27.
TWENTY-SEVEN
Dominic
It’s 2 a.m. by the time I pull into the driveway of my family estate outside the city. The kind of cash I need for this meeting is well beyond what I have in my apartment. I need to get into the safe.
I get out of my car and start walking to the front door. On the steps, I pause, alerting. Did I hear something?
I turn, already pulling my gun from my shoulder holster. Something nails me in the neck. I wince at the hard sting. My fingers fly to the spot and find a dart. My heart leaps even though it’s already going sluggish. I pull the dart out and spin, looking for assailants. A figure moves through the darkness. I fire in the general direction, but it’s useless. The world is slipping and sliding.
I go down.
***
I explode back to consciousness, reeling back from the burn through my sinuses. Facts jumble. Those are smelling salt. I’m in a chair, tied to it. The chair tips back when I yank away from the salts. Someone catches it. It’s dark. It’s cold.
“Hello, Dominic.”
A man is crouched in front of me. We’re outside. By the pool. The cover is off, and a skin of ice sheens the surface of the water. The stone walls rear high around the patio.

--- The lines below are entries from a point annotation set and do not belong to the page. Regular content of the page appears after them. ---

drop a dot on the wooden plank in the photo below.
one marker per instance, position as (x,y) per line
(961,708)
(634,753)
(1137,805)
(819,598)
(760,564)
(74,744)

I blink rapidly, trying to see the man clearly before I get hit or stabbed or shot. But the man just waits.
“Do you know who I am?” he asks.
“You’re a piece of shit.”
I can’t see him clearly in the ambient light, but I’d guess he’s around sixty. For some reason, I expected him to be handsome, but his face is shockingly ordinary. Plain. I would never notice him on the street.
He smiles. “You were never a good boy, were you? Is that why your father sent you to the Island?”
“Fuck you.”
“I’m afraid that’s not how it works. But you’re too brutish for me anyway, and I prefer younger, more tender flesh. I might make an exception, though, for Rafael. He was always my favorite.”
I thrash in the chair. My wrists and ankles are bound. I can’t kick him. I can’t hit him. The chair jumps from my thrashing, but someone grabs onto it from behind. A hand clamps on my throat.
The Collector smiles again. “A real fighter. I bet you appealed to … a very particular type.”
I hate how his words make the past flash through me. But it’s not really his words. It’s the fact that I’m bound, that I’m helpless.
I see myself tied to a bed while faceless men destroy my body. I hear myself scream and cry when they hold my legs so I can’t kick. I see the black space looming, the place I used to go in my mind to escape.
I don’t even remember half of what happened on the Island because I would just … leave.
I can’t leave now. I make myself stay.
“What do you want?” I choke out around the constriction at my throat.
The Collector flicks a finger and the grip eases. “Eventually? To kill you. But first, I need you. I was disappointed when you left your building that you were alone. I had hoped you would bring Rafael. Then I could’ve killed you and isolated him. Now I have to draw him here.”
“He won’t come,” I argue, wanting it to be true even though I know—
“Oh, yes, he will. I’ve never stopped watching Rafael. He intrigues me, and he stayed so beautiful. He’d fallen off my radar a little, but he’s been searching for me for months. So I’ve been watching him—which means, more recently, I’ve been watching you. He’ll definitely come. Even without you, he might. Because deep down? Rafael is mine. He always has been.”
I shake my head. “No.”
“He was still covered in his parents’ blood when I collected him. There were bits of bone and brain in his hair. I’m the one who bathed him, fed him, made him safe. I’m the one who taught him how to stay that way. How to please. He was safer than you on the Island, because of it.”
My throat and chest are so tight I can barely breathe. I’m shaking. I’m sick. I’m so fucking helpless.
I can’t kill him, and I can’t stop him as he pulls out his phone and makes a call.